What is Sir Edmond’s experience? Well, he worked several years in “various safety net clinics” for what that is worth. Oh, and he spent seven years as the CMO of ExpressScripts so that really must have helped him stay in touch with the common man. Would a National Health Program need Express Scripts?
Sir Edmund decided to rip us DPC docs in the AAFP rag called Family Practice Management. I will summarize his thoughts (with my responses in parenthesis) but go to the original article for all of his points as I had to cut a bunch of it out:
- DPCs exacerbate the growing physician shortage. DPC promises physicians more time with each patient, which it accomplishes by reducing physician panel size. Were the nation committed to the DPC strategy, it would take decades to “grow” enough new physicians. (Simple answer. Maybe if family medicine didn’t suck so much there would be residents wanting to go into it? Oh, and who says the large panel sizes doctors have today is the right size? I would say it is excessive).

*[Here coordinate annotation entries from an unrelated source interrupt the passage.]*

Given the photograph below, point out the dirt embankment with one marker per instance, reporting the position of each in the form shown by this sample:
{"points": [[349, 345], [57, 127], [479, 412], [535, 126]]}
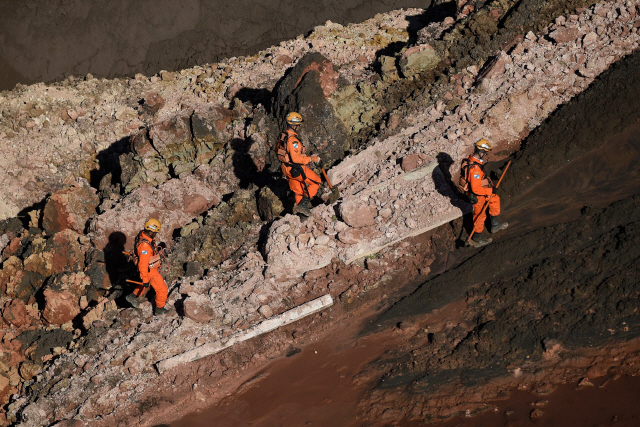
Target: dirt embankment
{"points": [[44, 42], [204, 130], [530, 296]]}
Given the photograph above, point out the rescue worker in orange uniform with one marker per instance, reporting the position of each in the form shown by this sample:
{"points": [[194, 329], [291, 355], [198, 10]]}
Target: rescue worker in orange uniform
{"points": [[481, 187], [293, 161], [147, 256]]}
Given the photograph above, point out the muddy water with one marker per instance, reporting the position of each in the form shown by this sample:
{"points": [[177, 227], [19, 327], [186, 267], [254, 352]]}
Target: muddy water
{"points": [[610, 401], [322, 385], [600, 177]]}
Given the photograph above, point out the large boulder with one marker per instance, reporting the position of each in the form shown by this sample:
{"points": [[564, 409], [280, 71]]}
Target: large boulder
{"points": [[199, 308], [307, 89], [70, 209]]}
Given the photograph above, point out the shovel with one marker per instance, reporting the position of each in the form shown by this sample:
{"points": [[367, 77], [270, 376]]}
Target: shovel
{"points": [[335, 193], [486, 204]]}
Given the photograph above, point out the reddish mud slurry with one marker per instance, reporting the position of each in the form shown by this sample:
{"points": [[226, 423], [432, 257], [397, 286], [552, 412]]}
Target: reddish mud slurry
{"points": [[317, 387], [596, 179], [611, 400], [323, 384]]}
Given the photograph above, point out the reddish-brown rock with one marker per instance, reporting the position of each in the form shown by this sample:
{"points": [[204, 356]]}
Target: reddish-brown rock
{"points": [[60, 307], [565, 35], [70, 208], [410, 162], [199, 308], [15, 313], [67, 252], [357, 214]]}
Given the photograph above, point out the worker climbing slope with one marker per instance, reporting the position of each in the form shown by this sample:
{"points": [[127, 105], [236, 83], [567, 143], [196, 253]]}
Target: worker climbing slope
{"points": [[293, 161], [480, 190], [148, 260]]}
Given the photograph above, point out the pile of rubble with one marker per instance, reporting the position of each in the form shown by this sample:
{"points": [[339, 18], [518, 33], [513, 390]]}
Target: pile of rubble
{"points": [[183, 163]]}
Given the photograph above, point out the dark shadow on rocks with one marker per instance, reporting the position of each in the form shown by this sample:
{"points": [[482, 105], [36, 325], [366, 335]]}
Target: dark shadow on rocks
{"points": [[119, 267], [255, 97], [441, 176], [250, 176], [108, 174], [436, 13], [24, 215], [444, 185], [243, 165]]}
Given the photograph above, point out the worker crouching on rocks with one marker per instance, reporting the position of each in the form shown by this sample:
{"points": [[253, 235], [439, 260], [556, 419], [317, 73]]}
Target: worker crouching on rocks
{"points": [[147, 259], [480, 190], [291, 152]]}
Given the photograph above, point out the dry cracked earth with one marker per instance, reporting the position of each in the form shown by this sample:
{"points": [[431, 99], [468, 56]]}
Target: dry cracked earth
{"points": [[392, 105]]}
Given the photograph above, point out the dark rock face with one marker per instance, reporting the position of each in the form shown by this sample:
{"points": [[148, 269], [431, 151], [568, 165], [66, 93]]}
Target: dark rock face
{"points": [[70, 208], [124, 37], [305, 89]]}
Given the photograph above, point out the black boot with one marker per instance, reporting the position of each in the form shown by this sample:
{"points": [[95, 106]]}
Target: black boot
{"points": [[496, 225], [478, 240]]}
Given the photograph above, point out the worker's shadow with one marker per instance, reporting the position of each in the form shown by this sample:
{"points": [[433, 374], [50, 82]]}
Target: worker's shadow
{"points": [[444, 185], [119, 267], [251, 171]]}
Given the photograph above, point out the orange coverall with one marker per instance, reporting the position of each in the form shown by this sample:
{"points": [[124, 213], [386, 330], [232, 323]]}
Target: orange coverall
{"points": [[482, 188], [145, 251], [296, 154]]}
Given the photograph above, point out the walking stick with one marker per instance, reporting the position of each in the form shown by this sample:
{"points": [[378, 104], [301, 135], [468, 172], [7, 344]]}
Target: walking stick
{"points": [[486, 204]]}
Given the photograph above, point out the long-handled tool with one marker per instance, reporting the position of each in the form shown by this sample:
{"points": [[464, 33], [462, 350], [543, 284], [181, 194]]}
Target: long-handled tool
{"points": [[486, 204], [335, 193]]}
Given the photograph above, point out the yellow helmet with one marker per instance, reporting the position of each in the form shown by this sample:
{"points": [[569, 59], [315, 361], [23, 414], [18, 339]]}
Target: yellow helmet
{"points": [[152, 224], [294, 118], [483, 145]]}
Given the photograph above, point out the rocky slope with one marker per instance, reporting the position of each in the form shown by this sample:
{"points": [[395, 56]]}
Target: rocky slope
{"points": [[192, 148], [44, 42]]}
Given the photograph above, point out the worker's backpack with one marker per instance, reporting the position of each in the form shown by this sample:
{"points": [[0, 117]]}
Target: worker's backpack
{"points": [[154, 261], [283, 155], [463, 182]]}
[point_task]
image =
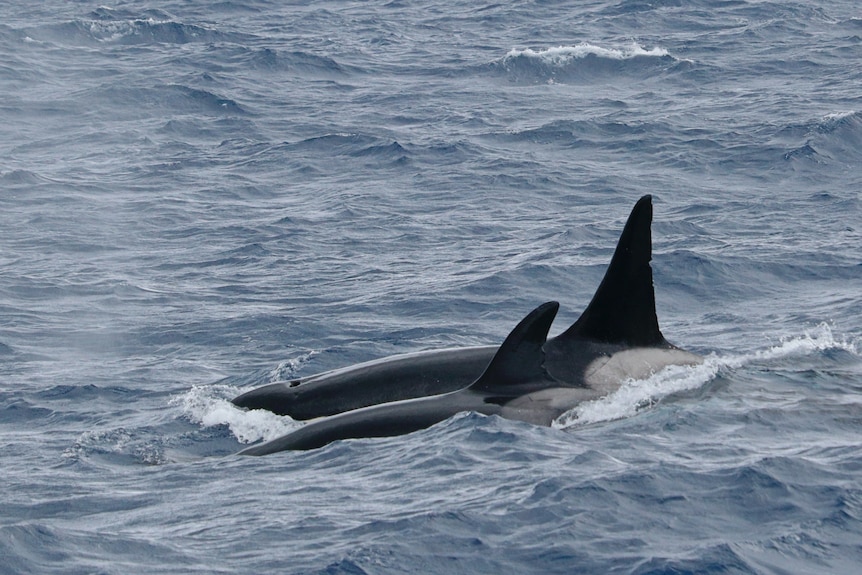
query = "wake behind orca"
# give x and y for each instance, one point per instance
(616, 338)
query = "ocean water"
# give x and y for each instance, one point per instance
(198, 198)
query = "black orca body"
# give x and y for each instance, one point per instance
(516, 371)
(616, 338)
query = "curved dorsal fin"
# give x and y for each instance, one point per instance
(520, 359)
(623, 308)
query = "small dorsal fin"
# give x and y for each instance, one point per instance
(520, 359)
(623, 308)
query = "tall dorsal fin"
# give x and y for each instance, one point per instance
(520, 359)
(623, 308)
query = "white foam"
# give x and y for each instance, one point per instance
(209, 406)
(563, 54)
(634, 395)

- DPCs are essentially unregulated insurance, capitating physicians and removing vital patient protections. Yet pure DPCs operating completely outside of the insurance industry are not as constrained by parts of HIPAA, the Health Information Technology for Economic and Clinical Health (HITECH) act, and the Affordable Care Act that protect patients’ confidential medical information. In fact, there is little preventing DPCs from selling patient data to marketers. As the DPC model grows, the demand for this high-value data will undoubtedly drive increasingly irresistible financial offers. Additionally, there is no organized strategy for driving DPC practices toward best practices, guideline adherence, public health data collection, etc. (Exactly….wrong. We are not insurance companies. That is obvious. We don’t sell data. Who does? The AAFP, the non DPC practices, employed practices, insurers and on and on. Sir Edmund, your data is being sold right now. You are just not getting the money for it. And the quality metrics you mention are unproven and have done nothing to help patient care. It is what is breaking the backs of present day family docs and you want to continue that. Not me.).
- DPC relies on an erosion of medical benefits. One of the key selling points of DPC is that it reduces health insurance premiums for employers. This encourages further adoption of high-deductible health plans, which have been shown in some studies to produce blanket reductions in utilization, of both needed and unnecessary care. (What the hell are you talking about? Everyone is going for HDHPs because they can’t afford anything else. Then they never see a doctor because they can’t afford to. Most DPC patients will each see us about 6 times a year. This is great care. Your system – you know the one you voted for when you voted for Obama – sucks. You failed.)
- DPCs exacerbate disparities in care. Although the evidence is still emerging, DPCs may be choosing to locate in areas most able to financially support the model. (Untrue. You use studies based on concierge care, which is a different animal. Our practices are located everywhere. Our patients’ incomes span the whole spectrum. For many, we are all they have. Also, a lot of us doctors give a ton of care away for free).
Sir Edmund is a clown who is just jealous. I get that. I just wish his points were valid but the dude is so clueless that it is laughable. If you have an opinion on this then I highly recommend you leave a comment on the AAFP site because I cannot. Why? I refuse pay dues to them and I need to pay them to have the luxury of leaving my opinion.
All truth passes through three stages. First, it is ridiculed. Second, it is violently opposed. Third, it is accepted as being self-evident.